Jupiter-Saturn conjunctions have been seen as omens by astrologers, priests, and wise men dating back to 2000 BC Babylonia, when natural phenomena, including unusual planetary activity, were seen as messages from the Gods.

In 1802, as the Industrial Revolution was gaining momentum, there began a 200-year era of Jupiter-Saturn conjunctions in earth signs. When these planets conjoin in earth, we would expect to see the creation of substantial wealth, extensive use of natural resources, and an emphasis on the production of material goods, as was true of this period.

When this conjunction occurs in air signs, as it will in December, we might expect rapid social progress, significant intellectual and technological development, and unfamiliar concepts to enter human consciousness. The air element is about changes in communications, ideas, and social relationships that affect how we treat our fellow humans, in contrast to the accumulation of physical objects and the use/misuse of natural resources that were maximized during the earth cycle.

At this moment, we are developing our ability to communicate with each other without being physically present and how to purchase necessities without leaving our homes. Air is invisible, and some unseen forces in its realm are operating out of sight — as if by magic — to accomplish these tasks. Rather than exerting physical force, we find ourselves using great mental energy to figure out how to operate within the reality of our current, complex situation.

There is also evidence of the elemental shift in the pandemic itself, as it is spread through the air. We can trace the beginning of the present cycle to 1980 when the Jupiter Saturn conjunction in the air sign of Libra first appeared before returning, in May 2000, for the last of the earth conjunctions (in Taurus). As mentioned above, the first personal computer appeared in 1982, along with the dawn of the internet and cyber space, and the AIDS virus, which was first declared a pandemic by the CDC on June 5, 1981.
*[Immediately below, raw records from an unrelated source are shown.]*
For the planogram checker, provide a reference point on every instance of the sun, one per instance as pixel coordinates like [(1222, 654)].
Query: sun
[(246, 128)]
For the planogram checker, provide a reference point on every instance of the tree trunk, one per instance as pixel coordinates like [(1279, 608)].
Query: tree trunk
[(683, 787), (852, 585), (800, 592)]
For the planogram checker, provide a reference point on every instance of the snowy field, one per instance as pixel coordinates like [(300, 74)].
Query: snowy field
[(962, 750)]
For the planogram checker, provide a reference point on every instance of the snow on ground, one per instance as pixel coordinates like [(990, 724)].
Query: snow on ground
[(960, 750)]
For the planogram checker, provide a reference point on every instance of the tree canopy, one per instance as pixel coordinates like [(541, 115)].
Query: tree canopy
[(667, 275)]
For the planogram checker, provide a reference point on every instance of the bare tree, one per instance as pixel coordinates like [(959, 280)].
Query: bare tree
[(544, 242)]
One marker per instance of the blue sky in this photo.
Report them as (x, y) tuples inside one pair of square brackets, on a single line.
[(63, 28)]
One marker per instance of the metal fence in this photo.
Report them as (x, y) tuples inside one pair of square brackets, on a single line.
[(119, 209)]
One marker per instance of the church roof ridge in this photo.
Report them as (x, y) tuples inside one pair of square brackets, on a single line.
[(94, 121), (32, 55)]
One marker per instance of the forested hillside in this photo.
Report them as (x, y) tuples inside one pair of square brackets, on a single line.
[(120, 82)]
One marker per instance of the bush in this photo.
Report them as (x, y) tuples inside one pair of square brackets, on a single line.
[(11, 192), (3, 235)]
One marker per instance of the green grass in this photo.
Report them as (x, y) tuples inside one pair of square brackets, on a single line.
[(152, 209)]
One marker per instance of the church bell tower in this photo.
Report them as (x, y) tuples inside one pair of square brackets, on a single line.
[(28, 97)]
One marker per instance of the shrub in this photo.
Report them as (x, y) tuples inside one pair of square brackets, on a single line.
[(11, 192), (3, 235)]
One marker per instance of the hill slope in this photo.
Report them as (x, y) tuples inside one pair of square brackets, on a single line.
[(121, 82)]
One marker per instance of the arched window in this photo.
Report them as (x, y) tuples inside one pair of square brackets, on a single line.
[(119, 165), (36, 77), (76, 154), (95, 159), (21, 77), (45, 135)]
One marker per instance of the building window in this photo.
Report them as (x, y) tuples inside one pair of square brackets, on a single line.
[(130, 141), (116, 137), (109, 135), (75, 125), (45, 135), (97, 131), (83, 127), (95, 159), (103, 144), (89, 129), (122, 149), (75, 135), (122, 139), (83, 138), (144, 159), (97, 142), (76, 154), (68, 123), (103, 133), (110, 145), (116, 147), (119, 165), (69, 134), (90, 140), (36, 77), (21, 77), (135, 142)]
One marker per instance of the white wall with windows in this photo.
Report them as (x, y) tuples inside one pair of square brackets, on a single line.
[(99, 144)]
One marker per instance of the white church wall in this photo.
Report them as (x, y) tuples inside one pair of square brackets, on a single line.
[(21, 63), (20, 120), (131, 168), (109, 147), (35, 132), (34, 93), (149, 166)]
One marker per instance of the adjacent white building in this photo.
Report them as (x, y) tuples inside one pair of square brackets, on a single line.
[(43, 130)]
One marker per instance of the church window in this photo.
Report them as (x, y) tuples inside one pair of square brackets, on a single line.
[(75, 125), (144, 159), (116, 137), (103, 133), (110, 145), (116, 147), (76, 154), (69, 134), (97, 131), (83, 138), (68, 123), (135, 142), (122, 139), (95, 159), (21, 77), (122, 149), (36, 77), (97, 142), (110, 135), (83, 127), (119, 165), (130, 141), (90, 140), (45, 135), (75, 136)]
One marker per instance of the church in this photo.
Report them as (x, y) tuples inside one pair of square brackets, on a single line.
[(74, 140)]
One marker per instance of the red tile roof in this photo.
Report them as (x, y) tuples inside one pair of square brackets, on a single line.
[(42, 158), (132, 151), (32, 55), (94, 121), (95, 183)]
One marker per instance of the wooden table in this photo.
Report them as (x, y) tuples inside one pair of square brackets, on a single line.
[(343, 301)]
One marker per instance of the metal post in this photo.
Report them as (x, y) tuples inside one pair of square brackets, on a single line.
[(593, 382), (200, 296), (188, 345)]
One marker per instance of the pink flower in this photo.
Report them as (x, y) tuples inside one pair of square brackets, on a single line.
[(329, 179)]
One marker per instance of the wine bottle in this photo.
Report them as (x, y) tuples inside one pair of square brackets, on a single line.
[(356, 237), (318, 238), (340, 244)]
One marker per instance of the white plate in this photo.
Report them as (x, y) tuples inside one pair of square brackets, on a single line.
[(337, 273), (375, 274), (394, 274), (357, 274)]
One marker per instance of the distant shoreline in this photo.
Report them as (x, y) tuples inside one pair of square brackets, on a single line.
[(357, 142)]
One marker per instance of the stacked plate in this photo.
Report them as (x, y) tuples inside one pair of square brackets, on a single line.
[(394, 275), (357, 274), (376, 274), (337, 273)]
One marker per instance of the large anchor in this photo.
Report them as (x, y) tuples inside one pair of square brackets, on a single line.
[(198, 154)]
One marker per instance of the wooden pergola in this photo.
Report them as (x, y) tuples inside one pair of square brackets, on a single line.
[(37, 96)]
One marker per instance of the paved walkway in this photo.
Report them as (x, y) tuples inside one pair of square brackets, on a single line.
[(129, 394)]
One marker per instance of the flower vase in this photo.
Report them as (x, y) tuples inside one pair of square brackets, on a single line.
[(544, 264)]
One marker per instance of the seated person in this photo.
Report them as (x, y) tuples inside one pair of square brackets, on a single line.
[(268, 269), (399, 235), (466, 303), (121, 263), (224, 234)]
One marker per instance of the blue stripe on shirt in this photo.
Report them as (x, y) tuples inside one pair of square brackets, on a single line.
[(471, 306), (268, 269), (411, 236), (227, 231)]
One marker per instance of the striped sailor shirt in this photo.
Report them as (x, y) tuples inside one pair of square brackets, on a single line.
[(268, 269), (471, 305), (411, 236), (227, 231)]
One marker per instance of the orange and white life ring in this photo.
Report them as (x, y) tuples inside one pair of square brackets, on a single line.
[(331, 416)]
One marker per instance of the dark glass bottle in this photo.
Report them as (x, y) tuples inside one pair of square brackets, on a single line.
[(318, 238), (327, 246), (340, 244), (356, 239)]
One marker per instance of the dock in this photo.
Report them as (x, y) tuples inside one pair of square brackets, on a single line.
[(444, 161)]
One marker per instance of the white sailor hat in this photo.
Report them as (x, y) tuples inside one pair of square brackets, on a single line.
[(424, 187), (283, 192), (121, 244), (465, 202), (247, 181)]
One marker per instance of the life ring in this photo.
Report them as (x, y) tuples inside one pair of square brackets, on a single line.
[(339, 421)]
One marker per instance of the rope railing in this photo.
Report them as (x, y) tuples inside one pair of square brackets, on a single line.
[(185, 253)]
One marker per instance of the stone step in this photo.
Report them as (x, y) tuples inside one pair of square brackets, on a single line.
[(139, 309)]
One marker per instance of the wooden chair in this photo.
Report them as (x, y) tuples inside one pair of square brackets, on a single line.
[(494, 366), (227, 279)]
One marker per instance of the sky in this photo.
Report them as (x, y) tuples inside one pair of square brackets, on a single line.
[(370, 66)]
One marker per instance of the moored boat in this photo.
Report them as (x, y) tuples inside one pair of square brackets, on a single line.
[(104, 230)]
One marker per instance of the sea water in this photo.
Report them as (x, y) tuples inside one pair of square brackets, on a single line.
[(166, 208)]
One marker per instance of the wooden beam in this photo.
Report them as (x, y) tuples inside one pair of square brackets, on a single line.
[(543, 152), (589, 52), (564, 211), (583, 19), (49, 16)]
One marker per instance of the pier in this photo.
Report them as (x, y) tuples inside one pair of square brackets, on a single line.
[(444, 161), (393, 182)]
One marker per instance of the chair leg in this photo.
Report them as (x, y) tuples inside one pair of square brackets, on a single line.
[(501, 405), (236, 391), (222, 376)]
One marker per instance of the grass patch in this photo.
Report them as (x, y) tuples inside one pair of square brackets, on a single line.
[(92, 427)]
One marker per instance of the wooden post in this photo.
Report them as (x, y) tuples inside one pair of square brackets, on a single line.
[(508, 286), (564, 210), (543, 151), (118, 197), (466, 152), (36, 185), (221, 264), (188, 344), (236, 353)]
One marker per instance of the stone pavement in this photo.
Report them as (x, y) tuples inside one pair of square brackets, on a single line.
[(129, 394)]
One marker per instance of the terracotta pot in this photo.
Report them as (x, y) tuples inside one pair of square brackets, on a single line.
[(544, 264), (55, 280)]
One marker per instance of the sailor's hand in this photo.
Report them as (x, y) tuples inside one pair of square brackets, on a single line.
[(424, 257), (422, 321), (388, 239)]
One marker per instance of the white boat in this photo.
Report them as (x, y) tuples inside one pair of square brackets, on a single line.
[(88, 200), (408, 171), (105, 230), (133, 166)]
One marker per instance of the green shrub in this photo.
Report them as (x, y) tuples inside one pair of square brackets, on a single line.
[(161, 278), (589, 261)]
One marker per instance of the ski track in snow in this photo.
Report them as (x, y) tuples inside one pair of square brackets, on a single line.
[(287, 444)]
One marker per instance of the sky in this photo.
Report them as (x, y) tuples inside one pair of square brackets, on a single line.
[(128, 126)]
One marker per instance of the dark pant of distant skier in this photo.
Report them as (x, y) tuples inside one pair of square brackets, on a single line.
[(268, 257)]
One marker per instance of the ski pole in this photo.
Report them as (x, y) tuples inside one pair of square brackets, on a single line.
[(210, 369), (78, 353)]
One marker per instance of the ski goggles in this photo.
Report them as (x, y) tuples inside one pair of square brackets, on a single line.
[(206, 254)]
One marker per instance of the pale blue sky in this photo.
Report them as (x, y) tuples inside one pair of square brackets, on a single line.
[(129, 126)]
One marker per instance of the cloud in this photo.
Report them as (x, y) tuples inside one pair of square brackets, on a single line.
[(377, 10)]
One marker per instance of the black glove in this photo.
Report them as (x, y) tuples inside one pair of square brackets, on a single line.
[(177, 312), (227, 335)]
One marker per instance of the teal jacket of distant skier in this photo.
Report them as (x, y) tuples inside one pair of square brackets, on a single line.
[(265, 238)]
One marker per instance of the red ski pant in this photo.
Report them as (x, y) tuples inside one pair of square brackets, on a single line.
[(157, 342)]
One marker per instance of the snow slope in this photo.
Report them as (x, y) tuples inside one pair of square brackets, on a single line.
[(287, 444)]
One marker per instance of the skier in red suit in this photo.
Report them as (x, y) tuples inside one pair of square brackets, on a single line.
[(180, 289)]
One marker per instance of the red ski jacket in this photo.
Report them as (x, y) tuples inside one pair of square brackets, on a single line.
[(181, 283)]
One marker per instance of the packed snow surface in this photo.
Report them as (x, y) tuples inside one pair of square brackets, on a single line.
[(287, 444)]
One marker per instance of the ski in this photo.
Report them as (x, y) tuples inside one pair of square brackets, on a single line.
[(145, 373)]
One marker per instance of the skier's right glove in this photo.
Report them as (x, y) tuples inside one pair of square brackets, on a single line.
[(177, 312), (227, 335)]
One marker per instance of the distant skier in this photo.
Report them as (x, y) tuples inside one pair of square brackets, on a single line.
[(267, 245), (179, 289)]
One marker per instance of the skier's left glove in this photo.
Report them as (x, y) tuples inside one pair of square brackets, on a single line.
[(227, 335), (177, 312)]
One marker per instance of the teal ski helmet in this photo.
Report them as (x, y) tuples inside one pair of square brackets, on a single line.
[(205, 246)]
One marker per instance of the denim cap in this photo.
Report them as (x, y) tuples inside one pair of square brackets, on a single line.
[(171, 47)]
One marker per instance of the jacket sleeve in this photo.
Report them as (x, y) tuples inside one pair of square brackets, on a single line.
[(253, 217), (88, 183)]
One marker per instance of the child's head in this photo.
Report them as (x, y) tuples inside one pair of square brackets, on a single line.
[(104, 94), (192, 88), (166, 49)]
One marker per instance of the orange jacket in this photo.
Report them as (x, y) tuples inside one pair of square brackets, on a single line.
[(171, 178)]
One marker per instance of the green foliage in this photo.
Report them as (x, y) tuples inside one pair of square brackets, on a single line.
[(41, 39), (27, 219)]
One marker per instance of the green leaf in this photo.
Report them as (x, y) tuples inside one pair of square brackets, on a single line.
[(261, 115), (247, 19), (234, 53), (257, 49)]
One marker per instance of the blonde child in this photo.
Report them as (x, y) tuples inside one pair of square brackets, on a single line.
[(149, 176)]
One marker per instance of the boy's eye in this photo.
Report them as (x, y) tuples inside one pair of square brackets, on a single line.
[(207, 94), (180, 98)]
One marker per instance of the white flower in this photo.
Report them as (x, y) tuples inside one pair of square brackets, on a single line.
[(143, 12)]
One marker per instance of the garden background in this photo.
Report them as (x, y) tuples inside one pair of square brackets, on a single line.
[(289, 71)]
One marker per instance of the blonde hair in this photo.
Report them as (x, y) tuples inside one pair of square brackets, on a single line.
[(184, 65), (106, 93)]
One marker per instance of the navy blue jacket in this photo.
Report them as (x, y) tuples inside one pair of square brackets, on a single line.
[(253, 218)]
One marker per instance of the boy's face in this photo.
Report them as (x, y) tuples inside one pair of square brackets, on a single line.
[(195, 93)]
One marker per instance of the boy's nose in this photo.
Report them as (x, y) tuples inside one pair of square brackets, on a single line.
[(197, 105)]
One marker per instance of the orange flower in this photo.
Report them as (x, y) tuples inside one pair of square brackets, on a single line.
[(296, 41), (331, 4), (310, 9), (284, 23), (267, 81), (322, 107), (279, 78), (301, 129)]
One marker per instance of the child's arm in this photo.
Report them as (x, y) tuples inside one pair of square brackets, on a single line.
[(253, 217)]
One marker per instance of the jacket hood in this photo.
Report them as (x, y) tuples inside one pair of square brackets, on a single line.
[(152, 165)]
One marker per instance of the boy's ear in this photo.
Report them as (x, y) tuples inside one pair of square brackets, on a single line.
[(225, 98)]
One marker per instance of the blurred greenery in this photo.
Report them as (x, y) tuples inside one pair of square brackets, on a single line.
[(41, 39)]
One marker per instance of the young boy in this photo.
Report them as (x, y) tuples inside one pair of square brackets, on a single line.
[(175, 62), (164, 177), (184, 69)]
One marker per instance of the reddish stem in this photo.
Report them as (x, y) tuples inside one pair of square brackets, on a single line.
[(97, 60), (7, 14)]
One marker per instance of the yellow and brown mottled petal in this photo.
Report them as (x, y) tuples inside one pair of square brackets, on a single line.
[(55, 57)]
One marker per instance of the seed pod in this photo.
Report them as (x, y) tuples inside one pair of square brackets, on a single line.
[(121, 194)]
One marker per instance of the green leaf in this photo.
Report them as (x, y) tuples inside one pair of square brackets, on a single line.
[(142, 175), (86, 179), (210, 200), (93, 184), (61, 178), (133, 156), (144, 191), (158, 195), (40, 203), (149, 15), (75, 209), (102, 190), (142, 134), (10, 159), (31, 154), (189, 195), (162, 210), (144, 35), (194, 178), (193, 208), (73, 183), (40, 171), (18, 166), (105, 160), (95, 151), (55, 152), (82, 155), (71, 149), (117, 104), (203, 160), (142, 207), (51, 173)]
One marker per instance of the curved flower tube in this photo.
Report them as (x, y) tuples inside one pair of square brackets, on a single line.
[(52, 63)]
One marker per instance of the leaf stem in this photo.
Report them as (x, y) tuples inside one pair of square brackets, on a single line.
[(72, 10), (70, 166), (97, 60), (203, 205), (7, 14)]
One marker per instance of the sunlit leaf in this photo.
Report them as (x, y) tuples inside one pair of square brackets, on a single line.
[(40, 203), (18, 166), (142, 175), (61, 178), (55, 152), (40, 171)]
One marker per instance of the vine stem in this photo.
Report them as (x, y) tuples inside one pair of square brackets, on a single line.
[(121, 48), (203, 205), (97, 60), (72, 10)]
The last series of Jupiter-Saturn conjunctions in air signs was during the High Middle Ages (1186 — 1405). I see a parallel from then to our current digital and social-distancing age. At that time countless monks in their separate monasteries, hundreds of miles apart, were translating and embellishing the beautiful scriptural and ancient texts that had recently come into Europe with the Arabian conquest of Spain. The monks transcribing, codifying, and spreading the ideas contained in those ancient Greek and Latin texts led directly to the Rennaisance.

Perhaps our current forced retreats to our own private “monasteries” — alone, yet together — will produce a social and cultural movement as significant as the Renaissance. The emergence of Zoom and the fabulous success of an all-digital NORWAC conference are examples of the change from being together physically to a powerful new virtual experience of community.

On a far more difficult note: The Black Death, which killed 75-100 million people (1397 – 1351), was also part of that earlier age. Although Jupiter-Saturn conjunctions in air signs bring the circulation of new ideas and the enhancement of invisible connections, sadly, they can also bring disastrous plagues.

© 2018 Kate Plumb – all rights reserved

Bio: Kate Plumb, “cycles scientist,” is a certified NCGR counseling astrologer who teaches monthly at Joshua’s Place in Southampton and sees clients in her home office. She is also certified in Astro*Carto*Graphy. Website: Kate can be reached at or (631) 725-9133.


  1. As a fellow cycles devotee I really enjoyed reading this post, Kate! Thanks.

  2. Thanks Anne for you comment. Yes cycles are fascinating I completely agree.